Ricky was almost sure. The hand signals the group used for silent comms were simple and straightforward. Still, he was deathly afraid of screwing up and endangering his new family.

Holding his carbine unslung in front of him, he duck-walked forward to join the group nucleated on Ryan. The tall curly haired man had his single eye pressed to the eyepiece of his Navy longeye.

Ricky could make out the gist of what was going on. For whatever reason the scrub petered out a couple hundred yards from the road, both to the north and south.

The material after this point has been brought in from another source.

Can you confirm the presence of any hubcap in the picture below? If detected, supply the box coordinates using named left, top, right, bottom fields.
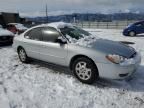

From Amity Springs in the west flickered the flames of a number of blasters. They were widely spaced in a ville that looked darker than usual. The shots came sparsely now, although he did see a brief burst of automatic-weapon fire. A moment later the reports hit his ears with surprising force.

That’s at least a .308 there, he thought in surprise.

“I’d say our friends in Amity Springs are the ones who are surprisingly well-heeled,” Krysty remarked, squatting at Ryan’s side.

She had her right hand on the cool ground, her fingers splayed, as if to support herself. Ricky knew she had perfect balance; it was a gesture he’d seen her use frequently, though. As if she liked or even needed to reaffirm her connection with the Earth, to which she felt a mystic affinity.

“I seem to recall hearing something about them finding the armory for the predark lab they built on,” J.B. said.

“Plus this may be where a lot of the proceeds of selling their scavvy goes,” Ryan said without looking away from his target.